Effect on scores: tight vs. loose year

The table below compares the calibrated score floor for each year and metric, illustrating how the floor shifts in tighter training years.

Table 7: Calibrated score floor by year and metric. Years with consistently tight agreement receive a higher floor, raising the minimum grade for all groups in that year.

Year	Abundance	Blade Length	Short Shoot Density
2020	50	78	50
2021	52	50	73
2022	50	50	50
2023	50	66	73
2024	50	64	83
2025	59	50	96

Step 6: Letter Grades

After calibration, each group’s numeric score for each metric falls on a 0–100 scale, with the lowest possible score in a given year defined by the calibrated score floor. These are mapped to letter grades using fixed thresholds:

Table 8: Letter grade thresholds.

Grade	Score range
A	95 – 100
A-	90 – 94
B+	85 – 89
B	80 – 84
B-	75 – 79
C+	70 – 74
C	65 – 69
C-	60 – 64
D+	55 – 59
D	below 55

The Total score is the unweighted average of the Abundance, Blade Length, and Short Shoot Density numeric scores, then converted to a letter grade using the same thresholds.

Worked Example

The following walks through the full scoring workflow for group C in 2025.

Raw deviations

Table 9: Per-species deviations across all metrics for group C in 2025.

Species	Reported avg	True avg	Mean deviation
Abundance
Halodule	5.0	6.0	-1.0
Syringodium	4.0	4.0	0.0
Thalassia	4.0	5.0	-1.0
Blade Length
Halodule	15.6	13.2	2.4
Syringodium	21.1	13.9	7.2
Thalassia	20.4	18.0	2.4
Short Shoot Density
Halodule	8.3	7.2	1.1
Syringodium	0.3	0.7	-0.4
Thalassia	1.3	1.6	-0.3

Scores

For each metric, the per-species rows show the mean absolute deviation (\(|\bar{d}_s|\)), the SD of true values across sites (\(\sigma_s\)), and each species’ contribution to the weighted mean raw score (\(w_s\) and \(|\bar{d}_s| x w_s\)). The “Raw score” row shows the weighted mean (computed using the formula in Step 4), the calibrated score floor, the rescaled numeric score, and the letter grade.
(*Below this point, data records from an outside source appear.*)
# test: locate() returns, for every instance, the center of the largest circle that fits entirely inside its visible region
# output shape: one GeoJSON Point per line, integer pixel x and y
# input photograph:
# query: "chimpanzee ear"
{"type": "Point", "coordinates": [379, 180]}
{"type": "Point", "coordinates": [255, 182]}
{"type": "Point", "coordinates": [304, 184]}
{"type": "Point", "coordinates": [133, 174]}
Table 10: Score derivation for group C in 2025. Per-species rows show the elements of the weighted mean formula from Step 4. The ‘Raw score’ row shows the weighted mean and its conversion to a calibrated numeric score and letter grade via the score floor.

Species	\|d̅_s\|	σ_s	w_s = 1/(1+σ_s) (sums to D)	\|d̅_s\| × w_s (sums to N)	Raw score (N/D)	Score floor	Numeric score	Letter grade
Abundance
Halodule	1.00	0.00	1.00	1.00	—	—	—	—
Syringodium	0.00	1.00	0.50	0.00	—	—	—	—
Thalassia	1.00	1.00	0.50	0.50	—	—	—	—
Raw score (weighted mean)	—	—	2.00	1.50	0.750	59	59.2	D+
Blade Length
Halodule	2.40	11.50	0.08	0.19	—	—	—	—
Syringodium	7.20	9.80	0.09	0.67	—	—	—	—
Thalassia	2.40	10.30	0.09	0.21	—	—	—	—
Raw score (weighted mean)	—	—	0.26	1.07	4.102	50	87.0	B+
Short Shoot Density
Halodule	1.10	2.50	0.29	0.31	—	—	—	—
Syringodium	0.40	0.00	1.00	0.40	—	—	—	—
Thalassia	0.30	1.30	0.43	0.13	—	—	—	—
Raw score (weighted mean)	—	—	1.72	0.84	0.491	96	97.8	A
Total
Average of three metric scores	—	—	—	—	—	—	81.3	B
For the Raw score row: the w_s column shows D = Σw_s and the \|d̅_s\| × w_s column shows N = Σ(\|d̅_s\| × w_s). Raw score = N/D.

The figure below shows how raw scores map to numeric scores across all groups for each metric. The grey line is the linear rescaling anchored at 100 for the best group and at the score floor for the worst. Group C is highlighted in blue.

Figure 2: Raw score to numeric score rescaling for all groups in 2025 by metric. Each dot is one group and group C (blue) is highlighted with drop lines to both axes. The grey line is the linear mapping from the best group (lowest raw deviation, numeric score 100) to the worst (highest raw deviation, numeric score = score floor). The red dashed line shows the calibrated score floor.

How the calibration affected this group’s scores

Table 11: Effect of calibration on scores for group C in 2025. The floor is the lowest possible score any group could receive in this year for each metric.

Metric	Score without calibration	Score with calibration	Ratio (within-year spread / historical mean)	Score floor
Abundance	50.0	59.2	0.82	59
Blade Length	87.0	87.0	1.30	50
Short Shoot Density	71.6	97.8	0.08	96

A ratio below 1 (tighter than average cohort) raises the floor for all groups, including this one. A floor of 50 means no calibration adjustment was applied.